The world economy in 2014
We have come through 2014 without a major disaster for the global economy. But it hasn't been a terribly good year.
Before it started, the International Monetary Fund forecast a year of "yet another transition". Advanced economies would strengthen, the IMF said, while emerging economies had already weakened.
Some of that turned out to be right. The US and Britain did indeed gain some strength. The slowdown in the emerging world, which was already apparent a year ago, has continued in China, Brazil and Russia - most of the famous Brics grouping, in other words.
But other rich countries have continued to turn in a disappointing performance.
While the Eurozone did continue to grow, it failed to gain momentum.
Now there are some concerns that even Germany may have been afflicted by the Eurozone economic malaise. Certainly, Europe's traditional powerhouse suffered a setback with economic activity falling back in the second quarter of 2014.
There was one bit of good news. The Greek economy finally started to expand. But it was just a tentative start after a very deep decline - by more than 25% in total. Unemployment remains excruciatingly high.
Japan too had a setback after an increase in the tax on consumer spending. The Japanese government has enormous debts, so there was a reason for it, but the economic consequences have led the government to delay the next tax rise it was planning.
Impact of sanctions
International economic forecasts often carry a health warning about the risk posed by "geopolitical events".

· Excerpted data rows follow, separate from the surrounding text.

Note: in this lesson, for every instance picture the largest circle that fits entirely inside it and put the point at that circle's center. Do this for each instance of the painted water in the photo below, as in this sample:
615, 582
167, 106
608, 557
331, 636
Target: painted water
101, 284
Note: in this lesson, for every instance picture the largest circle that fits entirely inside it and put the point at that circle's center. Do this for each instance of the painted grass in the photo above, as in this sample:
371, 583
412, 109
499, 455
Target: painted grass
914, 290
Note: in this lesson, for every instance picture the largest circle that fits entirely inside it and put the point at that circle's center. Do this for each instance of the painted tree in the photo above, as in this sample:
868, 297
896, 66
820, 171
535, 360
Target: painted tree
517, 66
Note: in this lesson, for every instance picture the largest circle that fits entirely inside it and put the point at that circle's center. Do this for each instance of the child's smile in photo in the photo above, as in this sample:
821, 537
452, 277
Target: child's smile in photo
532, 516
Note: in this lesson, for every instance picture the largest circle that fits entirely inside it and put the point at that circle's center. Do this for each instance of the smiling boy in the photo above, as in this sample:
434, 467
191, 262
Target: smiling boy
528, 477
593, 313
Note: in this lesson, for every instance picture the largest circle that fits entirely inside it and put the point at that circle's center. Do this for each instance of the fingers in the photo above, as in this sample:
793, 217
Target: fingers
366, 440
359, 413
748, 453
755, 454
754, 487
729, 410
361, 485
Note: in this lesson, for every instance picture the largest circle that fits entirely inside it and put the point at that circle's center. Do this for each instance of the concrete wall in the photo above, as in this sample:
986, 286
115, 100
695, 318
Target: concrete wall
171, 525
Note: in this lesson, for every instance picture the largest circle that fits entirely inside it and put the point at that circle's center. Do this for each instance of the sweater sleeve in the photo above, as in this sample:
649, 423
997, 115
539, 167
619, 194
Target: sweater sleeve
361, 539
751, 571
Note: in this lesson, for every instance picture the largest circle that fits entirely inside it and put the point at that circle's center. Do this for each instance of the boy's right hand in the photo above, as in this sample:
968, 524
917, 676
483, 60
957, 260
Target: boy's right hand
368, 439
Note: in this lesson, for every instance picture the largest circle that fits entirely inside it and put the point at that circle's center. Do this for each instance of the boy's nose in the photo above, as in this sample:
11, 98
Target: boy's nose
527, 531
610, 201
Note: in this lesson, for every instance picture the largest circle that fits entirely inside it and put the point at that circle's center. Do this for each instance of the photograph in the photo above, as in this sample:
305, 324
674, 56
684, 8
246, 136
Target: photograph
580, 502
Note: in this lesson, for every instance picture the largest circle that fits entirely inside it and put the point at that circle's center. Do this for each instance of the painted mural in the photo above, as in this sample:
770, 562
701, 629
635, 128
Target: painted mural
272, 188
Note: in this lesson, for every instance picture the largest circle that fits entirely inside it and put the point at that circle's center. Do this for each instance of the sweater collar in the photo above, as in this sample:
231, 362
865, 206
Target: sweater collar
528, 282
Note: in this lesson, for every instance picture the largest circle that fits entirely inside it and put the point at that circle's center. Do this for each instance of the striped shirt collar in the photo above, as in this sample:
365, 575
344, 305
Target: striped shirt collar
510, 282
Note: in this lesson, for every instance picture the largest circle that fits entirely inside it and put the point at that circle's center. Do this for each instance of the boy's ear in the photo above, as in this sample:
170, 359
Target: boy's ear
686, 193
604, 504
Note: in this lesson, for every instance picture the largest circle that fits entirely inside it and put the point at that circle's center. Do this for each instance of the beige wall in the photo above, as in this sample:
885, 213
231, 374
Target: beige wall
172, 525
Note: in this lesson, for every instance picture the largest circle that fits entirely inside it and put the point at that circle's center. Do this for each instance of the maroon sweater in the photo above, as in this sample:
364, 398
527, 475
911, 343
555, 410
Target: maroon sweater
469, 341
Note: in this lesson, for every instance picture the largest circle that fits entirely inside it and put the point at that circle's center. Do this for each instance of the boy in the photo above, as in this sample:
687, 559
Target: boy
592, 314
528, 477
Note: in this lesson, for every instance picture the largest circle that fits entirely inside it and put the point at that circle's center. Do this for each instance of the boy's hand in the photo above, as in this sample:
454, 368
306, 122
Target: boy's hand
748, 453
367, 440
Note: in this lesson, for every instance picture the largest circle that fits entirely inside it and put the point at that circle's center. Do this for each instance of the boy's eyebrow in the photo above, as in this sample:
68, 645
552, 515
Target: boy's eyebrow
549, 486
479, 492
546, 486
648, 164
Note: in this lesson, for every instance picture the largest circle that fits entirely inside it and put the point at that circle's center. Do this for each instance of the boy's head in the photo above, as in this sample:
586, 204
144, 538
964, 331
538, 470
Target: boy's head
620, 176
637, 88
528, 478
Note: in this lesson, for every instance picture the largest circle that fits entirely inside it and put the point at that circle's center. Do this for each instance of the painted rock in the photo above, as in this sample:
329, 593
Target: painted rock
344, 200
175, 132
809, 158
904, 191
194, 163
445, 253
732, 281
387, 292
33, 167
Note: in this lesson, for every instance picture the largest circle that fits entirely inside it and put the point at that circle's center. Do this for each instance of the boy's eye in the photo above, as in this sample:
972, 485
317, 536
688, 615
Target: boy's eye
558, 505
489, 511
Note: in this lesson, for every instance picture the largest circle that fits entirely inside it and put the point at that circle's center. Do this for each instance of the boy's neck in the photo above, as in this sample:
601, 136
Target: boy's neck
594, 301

This year, one of those events did make itself felt: the crisis in Ukraine.
Ukraine itself was affected and so was Russia due to Western sanctions. The sanctions also appear to have hit Germany whose exports to Russia fell sharply.
There was one geopolitical crisis that didn't have the global economic impact that might have been expected.
The rise of Islamic State in Iraq and Syria did not affect the oil market in the way that many previous crises in the Middle East had, when concerns about possible disruptions pushed prices up.
The same was largely true of the instability in Libya and the latest episode in the conflict between Israel and the Palestinians.
IS had little impact on the global supply of oil, which has been increasingly plentiful due to the shale oil revolution in the US. At the same time, demand for oil has weakened due to the slowdown in China and the persistent sluggishness of the Eurozone and Japan.
The result of all those factors was a fall in the oil price of 40% from its peak in June.
That aggravated Russia's financial problems, but it is an economic boost for countries that import oil - which is to say most of the world.